I would encourage you to first read the opinion. It’s short. Really short. In fact, the key RFRA analysis is only one paragraph, and really two sentences. And it is completely conclusory.
As noted, under RFRA the government may not substantially burden a person’s exercise of religion unless it can demonstrate that the burden in furtherance of a compelling governmental interest, and it is the least restrictive means of advancing a compelling interest. Here, the matter quickly is resolved by skipping directly to the least restrictive means requirement. Petitioner has failed to show that forcing Mr. Steed to answer the questions offensive to his sincerely held religious beliefs is the least restrictive means to advance any compelling interest it may have. For example,as a less restrictive alternative, Petitioner can continue with its efforts to obtain needed information from Paragon Contractors Corporation, Brian Jessop, Dale Barlow and others who contracted to manage the pecan ranch. See Hobby Lobby, 134 S.Ct. at *2780 (“The least-restrictive- means standard is exceptionally demanding…” and is not satisfied where the party imposing the burden “has not shown that it lacks other means of achieving its desired goal without imposing a substantial burden on the exercise of religion by the objecting part[y]…”).
This seems so wrong.
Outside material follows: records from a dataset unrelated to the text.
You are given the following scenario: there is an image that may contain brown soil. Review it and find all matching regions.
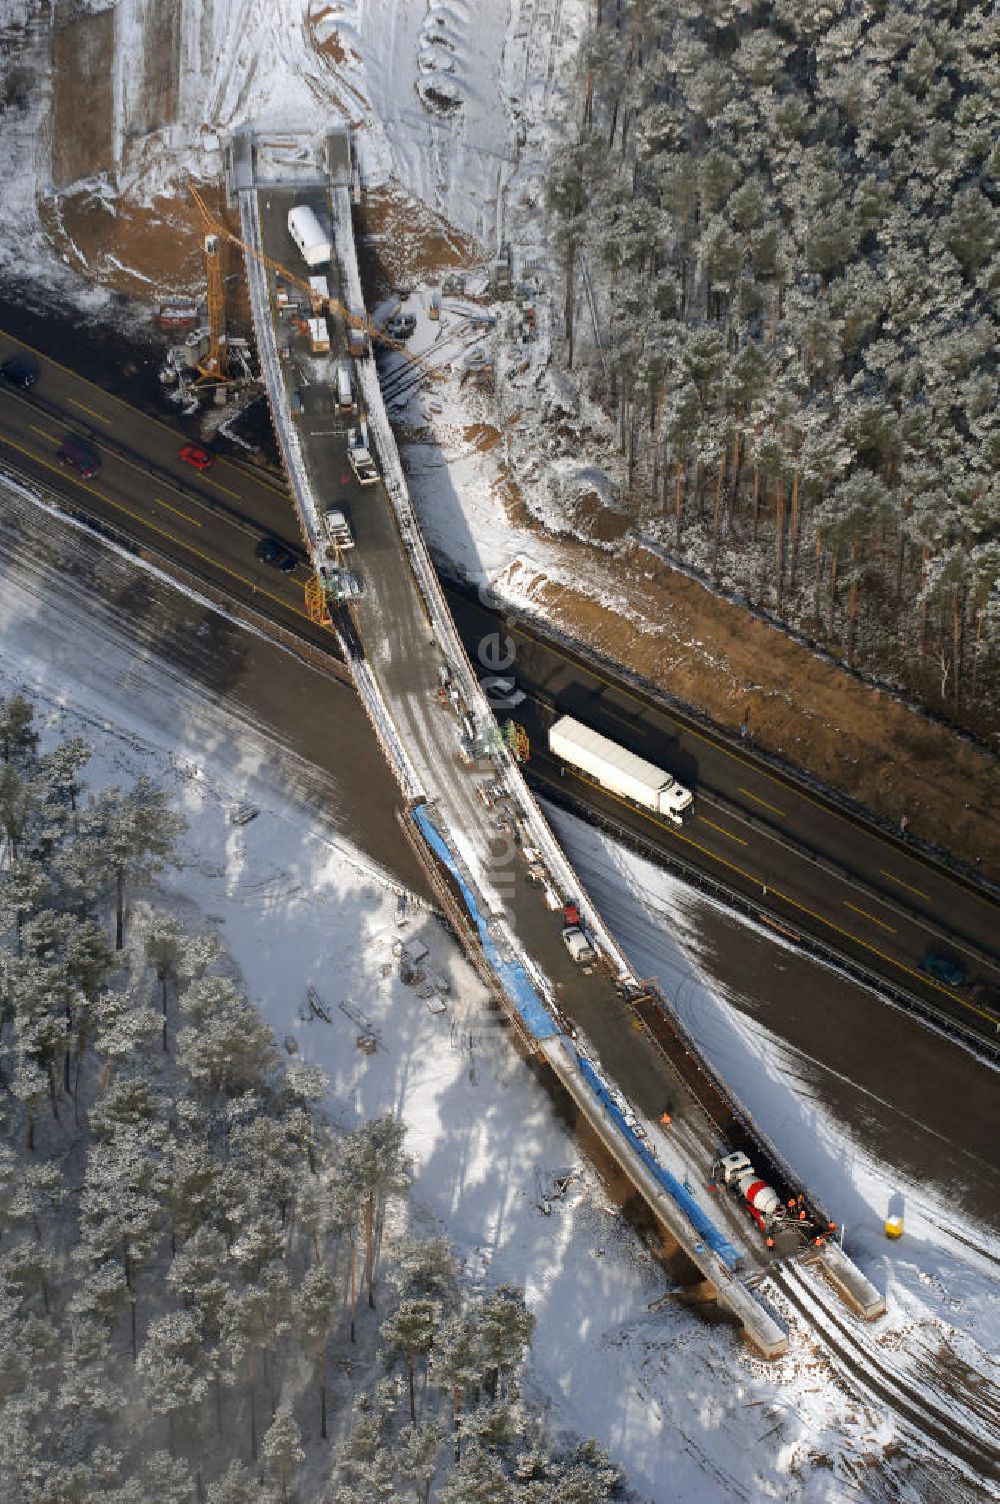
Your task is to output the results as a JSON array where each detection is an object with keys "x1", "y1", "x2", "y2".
[
  {"x1": 39, "y1": 191, "x2": 202, "y2": 298},
  {"x1": 131, "y1": 0, "x2": 180, "y2": 138},
  {"x1": 356, "y1": 187, "x2": 485, "y2": 289},
  {"x1": 496, "y1": 515, "x2": 1000, "y2": 877},
  {"x1": 311, "y1": 10, "x2": 348, "y2": 64},
  {"x1": 568, "y1": 490, "x2": 631, "y2": 545},
  {"x1": 463, "y1": 423, "x2": 503, "y2": 453},
  {"x1": 38, "y1": 185, "x2": 251, "y2": 330},
  {"x1": 50, "y1": 4, "x2": 114, "y2": 187}
]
Testimony is personal. A witness testifies about what he or she witnessed. There is no other way to get a person’s testimony than to have that person testify! This isn’t like Hobby Lobby, where someone else can pay for the same contraceptive. Pills are fungible. Testimony is not. This should be easily reversed.
I’m sure there will be outlier opinions that cite Hobby Lobby–as the latest explication of RFRA (nothing to do with corporations)–but this opinion does not mean the sky is falling.